Le grain de sable

Après la défaite

« 7000 bénévoles, 450 comités locaux, les centaines d’ONG, des personnalités de tous bords »

Heidi.news de dimanche dernier nous informe en ces termes de l’importance des forces réunies pour soutenir l’initiative  “pour des entreprises responsables” rejetée par les cantons et acceptée de justesse par le peuple. On relèvera avec un sourire voilé que la Conférence des évêques et l’Eglise protestante de Suisse qui ne sont ni des ONG, ni des comités locaux, ni même des bénévoles, ne sont pas mentionnées par Heidi.news. Peut-être sont-elles incluses dans « des personnalités de tous bords», ce qui serait d’ailleurs assez exact car, lorsque ces institutions prennent des positions, c’est rarement après un débat démocratique de leur base. Elles ne représentent donc pas grand monde mais quelques personnalités. C’est probablement aussi le cas des ONG.

« Pour Karin Keller-Suter, c’est une victoire personnelle »

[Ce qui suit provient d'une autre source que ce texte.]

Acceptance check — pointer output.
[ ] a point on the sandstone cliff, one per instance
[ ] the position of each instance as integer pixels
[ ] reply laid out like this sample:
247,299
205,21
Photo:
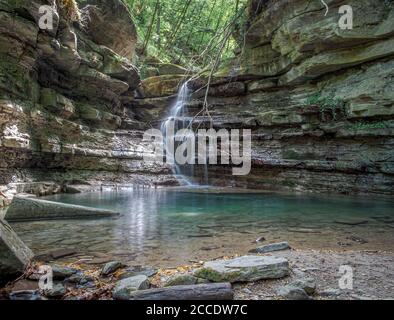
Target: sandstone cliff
64,97
319,99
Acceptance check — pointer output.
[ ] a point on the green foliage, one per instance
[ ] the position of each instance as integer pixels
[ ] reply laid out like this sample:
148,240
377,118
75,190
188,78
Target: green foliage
326,105
368,125
178,31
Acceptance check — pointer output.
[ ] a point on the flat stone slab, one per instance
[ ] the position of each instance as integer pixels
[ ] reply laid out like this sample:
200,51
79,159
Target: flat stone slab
209,291
124,288
272,247
14,254
31,209
244,269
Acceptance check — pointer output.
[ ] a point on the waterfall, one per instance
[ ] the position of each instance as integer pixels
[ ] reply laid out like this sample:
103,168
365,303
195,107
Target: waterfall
178,119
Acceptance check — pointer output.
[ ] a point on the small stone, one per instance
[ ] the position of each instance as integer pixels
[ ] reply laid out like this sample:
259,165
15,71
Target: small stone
351,222
111,267
80,279
139,270
330,292
290,292
125,287
244,269
307,284
26,295
62,253
260,239
62,272
57,291
271,248
357,239
181,280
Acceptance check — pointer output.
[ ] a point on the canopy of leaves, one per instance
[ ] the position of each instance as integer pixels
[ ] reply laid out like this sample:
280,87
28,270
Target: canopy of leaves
188,32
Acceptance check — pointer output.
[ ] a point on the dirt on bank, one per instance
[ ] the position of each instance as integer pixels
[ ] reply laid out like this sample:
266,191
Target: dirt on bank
373,273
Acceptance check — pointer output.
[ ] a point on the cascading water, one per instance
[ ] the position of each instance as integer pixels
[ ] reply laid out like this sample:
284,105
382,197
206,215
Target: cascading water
178,120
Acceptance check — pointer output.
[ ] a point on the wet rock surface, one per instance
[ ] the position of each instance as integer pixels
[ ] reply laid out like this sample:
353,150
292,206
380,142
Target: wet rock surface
244,269
124,288
14,254
271,247
30,209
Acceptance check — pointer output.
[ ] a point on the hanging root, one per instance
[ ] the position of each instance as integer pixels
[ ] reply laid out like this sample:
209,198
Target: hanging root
71,10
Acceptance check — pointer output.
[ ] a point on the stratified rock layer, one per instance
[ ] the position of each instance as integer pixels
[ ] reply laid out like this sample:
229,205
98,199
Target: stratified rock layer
318,99
65,98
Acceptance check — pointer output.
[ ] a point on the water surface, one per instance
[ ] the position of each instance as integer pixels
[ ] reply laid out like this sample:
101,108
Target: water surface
173,227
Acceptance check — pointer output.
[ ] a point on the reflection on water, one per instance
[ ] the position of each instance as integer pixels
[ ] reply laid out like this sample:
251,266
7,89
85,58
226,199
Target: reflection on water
170,227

C’est encore Heidi.news qui l’écrit dimanche, tombant ainsi dans l’erreur classique qui veut que l’on attribue à un membre du Conseil fédéral un succès ou une défaite alors qu’il défend la position du Conseil fédéral et non pas la sienne propre exclusivement. En l’occurrence, la victoire est probablement celle du contre-projet indirect, texte parlementaire qui ne pouvait pas légalement être soumis au vote en même temps que l’initiative constitutionnelle populaire, mais reste soumis au délai référendaire. Le talent de Mme Keller-Suter est d’avoir présenté ce contre-projet très clairement et honnêtement, alors que les adversaires le passaient sous silence ou le vomissaient, notamment en affirmant qu’il ne contient pas de sanction. Une amende de 100’000 frs n’en est-elle pas une ?

« Si le texte avait été adopté, les ONG se préparaient déjà à lancer des procès symboliques »

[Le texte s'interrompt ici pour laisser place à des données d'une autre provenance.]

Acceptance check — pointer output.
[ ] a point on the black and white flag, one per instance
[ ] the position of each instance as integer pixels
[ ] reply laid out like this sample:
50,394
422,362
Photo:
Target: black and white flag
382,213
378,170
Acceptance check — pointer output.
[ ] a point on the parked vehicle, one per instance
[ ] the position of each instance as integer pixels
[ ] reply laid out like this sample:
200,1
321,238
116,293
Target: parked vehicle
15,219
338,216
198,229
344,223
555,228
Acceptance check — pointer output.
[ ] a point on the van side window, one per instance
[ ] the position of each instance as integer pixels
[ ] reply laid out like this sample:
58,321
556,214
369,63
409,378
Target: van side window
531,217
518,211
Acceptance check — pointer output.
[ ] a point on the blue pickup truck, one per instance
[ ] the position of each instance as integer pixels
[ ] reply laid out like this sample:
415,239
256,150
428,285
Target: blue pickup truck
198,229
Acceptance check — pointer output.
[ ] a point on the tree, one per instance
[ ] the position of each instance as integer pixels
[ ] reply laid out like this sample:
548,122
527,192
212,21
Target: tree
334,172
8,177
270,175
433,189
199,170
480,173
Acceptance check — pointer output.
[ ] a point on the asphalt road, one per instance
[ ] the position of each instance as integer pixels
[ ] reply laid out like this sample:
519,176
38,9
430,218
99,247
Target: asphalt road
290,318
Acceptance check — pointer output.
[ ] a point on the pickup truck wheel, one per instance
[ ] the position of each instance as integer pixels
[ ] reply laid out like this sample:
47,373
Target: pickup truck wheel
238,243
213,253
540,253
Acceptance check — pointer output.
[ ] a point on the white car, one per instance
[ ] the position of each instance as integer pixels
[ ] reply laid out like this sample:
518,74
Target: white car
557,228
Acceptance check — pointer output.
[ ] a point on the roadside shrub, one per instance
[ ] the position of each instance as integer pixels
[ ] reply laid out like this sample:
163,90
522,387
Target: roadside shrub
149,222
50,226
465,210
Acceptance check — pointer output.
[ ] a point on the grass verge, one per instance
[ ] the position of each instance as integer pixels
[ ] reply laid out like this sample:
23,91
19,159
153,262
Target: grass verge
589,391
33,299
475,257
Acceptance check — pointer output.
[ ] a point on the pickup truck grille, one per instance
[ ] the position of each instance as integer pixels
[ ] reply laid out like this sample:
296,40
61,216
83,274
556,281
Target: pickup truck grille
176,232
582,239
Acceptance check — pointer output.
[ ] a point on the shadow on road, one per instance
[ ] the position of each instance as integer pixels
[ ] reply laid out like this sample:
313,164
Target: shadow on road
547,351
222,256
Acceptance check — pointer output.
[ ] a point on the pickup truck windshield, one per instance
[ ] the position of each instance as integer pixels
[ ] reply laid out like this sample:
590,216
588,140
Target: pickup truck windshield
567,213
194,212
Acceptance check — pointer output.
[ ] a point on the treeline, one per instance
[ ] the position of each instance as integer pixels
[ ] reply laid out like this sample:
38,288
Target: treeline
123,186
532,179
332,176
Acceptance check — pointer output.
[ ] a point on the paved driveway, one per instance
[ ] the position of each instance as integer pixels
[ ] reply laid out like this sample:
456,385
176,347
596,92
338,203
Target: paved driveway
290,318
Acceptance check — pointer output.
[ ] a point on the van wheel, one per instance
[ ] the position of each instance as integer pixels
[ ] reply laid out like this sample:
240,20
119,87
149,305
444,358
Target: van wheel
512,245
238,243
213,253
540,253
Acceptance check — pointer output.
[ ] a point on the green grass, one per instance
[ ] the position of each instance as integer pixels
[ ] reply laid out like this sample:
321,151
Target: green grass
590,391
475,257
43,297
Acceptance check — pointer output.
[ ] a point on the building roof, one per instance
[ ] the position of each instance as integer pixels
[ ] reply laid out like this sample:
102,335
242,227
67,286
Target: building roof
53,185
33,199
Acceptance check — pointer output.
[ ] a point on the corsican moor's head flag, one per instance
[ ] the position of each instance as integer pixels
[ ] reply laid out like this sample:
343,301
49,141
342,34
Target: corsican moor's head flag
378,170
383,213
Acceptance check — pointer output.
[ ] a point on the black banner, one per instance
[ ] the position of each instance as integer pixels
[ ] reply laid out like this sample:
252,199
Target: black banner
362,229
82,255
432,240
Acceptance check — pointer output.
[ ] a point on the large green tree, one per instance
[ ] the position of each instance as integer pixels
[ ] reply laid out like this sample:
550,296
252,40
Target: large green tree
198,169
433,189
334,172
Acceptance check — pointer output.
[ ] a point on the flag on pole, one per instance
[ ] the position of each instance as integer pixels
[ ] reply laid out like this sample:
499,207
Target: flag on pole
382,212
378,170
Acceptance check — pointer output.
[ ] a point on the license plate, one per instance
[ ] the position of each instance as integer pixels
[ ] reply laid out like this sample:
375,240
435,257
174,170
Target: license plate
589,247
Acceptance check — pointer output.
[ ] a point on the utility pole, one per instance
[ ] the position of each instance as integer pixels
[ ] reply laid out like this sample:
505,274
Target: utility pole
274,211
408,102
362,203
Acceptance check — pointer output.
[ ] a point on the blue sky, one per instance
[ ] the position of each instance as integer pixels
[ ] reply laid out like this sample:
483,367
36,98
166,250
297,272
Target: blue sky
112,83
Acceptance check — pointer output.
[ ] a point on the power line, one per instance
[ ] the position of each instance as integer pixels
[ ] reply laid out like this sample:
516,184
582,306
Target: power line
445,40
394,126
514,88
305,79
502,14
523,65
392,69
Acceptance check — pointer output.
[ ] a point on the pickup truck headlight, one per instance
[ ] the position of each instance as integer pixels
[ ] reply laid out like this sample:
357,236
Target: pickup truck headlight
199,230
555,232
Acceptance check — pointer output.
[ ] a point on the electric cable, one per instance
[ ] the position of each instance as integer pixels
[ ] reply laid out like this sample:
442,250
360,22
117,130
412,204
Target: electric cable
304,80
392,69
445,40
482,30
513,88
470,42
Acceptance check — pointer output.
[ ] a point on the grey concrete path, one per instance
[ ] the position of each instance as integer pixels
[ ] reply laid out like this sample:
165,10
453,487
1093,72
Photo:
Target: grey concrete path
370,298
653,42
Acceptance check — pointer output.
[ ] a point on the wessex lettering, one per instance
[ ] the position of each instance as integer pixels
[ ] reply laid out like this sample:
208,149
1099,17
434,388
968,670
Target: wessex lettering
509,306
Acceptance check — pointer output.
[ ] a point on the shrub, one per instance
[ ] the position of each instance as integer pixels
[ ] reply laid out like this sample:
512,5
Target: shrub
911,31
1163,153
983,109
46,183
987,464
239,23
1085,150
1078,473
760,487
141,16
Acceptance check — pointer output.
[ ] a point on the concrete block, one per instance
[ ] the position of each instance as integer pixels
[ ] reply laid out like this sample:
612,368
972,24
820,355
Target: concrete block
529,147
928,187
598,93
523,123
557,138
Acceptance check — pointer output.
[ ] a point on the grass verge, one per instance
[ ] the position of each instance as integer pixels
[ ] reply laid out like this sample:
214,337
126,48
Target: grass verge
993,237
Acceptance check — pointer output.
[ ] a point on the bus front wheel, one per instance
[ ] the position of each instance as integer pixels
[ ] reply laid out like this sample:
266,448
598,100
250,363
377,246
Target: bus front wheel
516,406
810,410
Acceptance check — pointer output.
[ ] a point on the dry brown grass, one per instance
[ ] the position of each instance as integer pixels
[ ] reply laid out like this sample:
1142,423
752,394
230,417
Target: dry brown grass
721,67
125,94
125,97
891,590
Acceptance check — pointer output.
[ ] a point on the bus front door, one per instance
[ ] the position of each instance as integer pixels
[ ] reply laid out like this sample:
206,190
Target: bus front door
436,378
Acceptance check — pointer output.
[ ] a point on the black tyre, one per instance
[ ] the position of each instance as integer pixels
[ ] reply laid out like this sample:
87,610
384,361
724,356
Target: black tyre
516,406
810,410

C’est toujours Heidi-news de dimanche qui nous en informe. Que faut-il comprendre par « des procès symboliques » ? La formule laisse songeur !

La participation a été de 46 %

Il est étonnant que l’engagement de tellement de comités et d’ONG selon ce qui a été relevé plus haut (en fait non pas « les centaines » d’ONG comme l’écrit Heidi.news mais 130, selon le Temps du 30 nov., p. 2) n’ait pas entraîné un raz de marée participatif. Serait-ce la vérification de ce que nous affirmions, à savoir que des ONG et autres ne s’engagent pas en consultant leur base donc représentent plus de poids que de cœurs ou faut-il voir dans cette participation ordinaire l’expression de la saturation liée à un vrai matraquage ? Jamais je n’avais reçu pendant une campagne de vote autant de propagande (in casu pour le OUI) que pour cette votation et le fait que même dans certaines églises on ne pouvait plus penser à autre chose a peut-être incité à l’abstention voire à voter NON.

Haro sur l’exigence de la double majorité du peuple et des cantons

On s’attend aux critiques des perdants à l’égard de cette règle fédéraliste, car il est bien connu que des perdants souhaitent changer une règle chaque fois qu’elle semble leur avoir nui (ex. : suggestion de porter à 9 le nombre des conseillers fédéraux dès qu’un parti estime que le nombre de 7 l’empêche d’obtenir un siège !). Or non seulement la règle de la double majorité n’a que très rarement paralysé la volonté populaire, ainsi que le Temps le relève dans son éditorial de ce 30 novembre, mais elle est une protection de la tyrannie que pourraient exercer les quelques cantons très peuplés. Or les cantons sont, comme tels, chacun dans son ensemble, les éléments constitutifs de la Confédération. Ignorer, en fonction de leur taille, au nom d’une arithmétique égalitariste, les variations de mentalité entre ces entités dont l’histoire, la culture, la vie sociale et économique sont différentes pourrait conduire à de graves tensions nuisibles au  pays. Contrairement à ce qu’écrivait Mme Lisa Mazzone dans un article du Temps, en septembre dernier, intitulé « Modernisons le fédéralisme pour mieux le conserver », nos Confédérés ont réfléchi à deux fois avant d’introduire la règle de la double majorité au sortir de la guerre du Sonderbund. Cette règle invite à persuader plutôt qu’à matraquer. C’est une règle pacifique.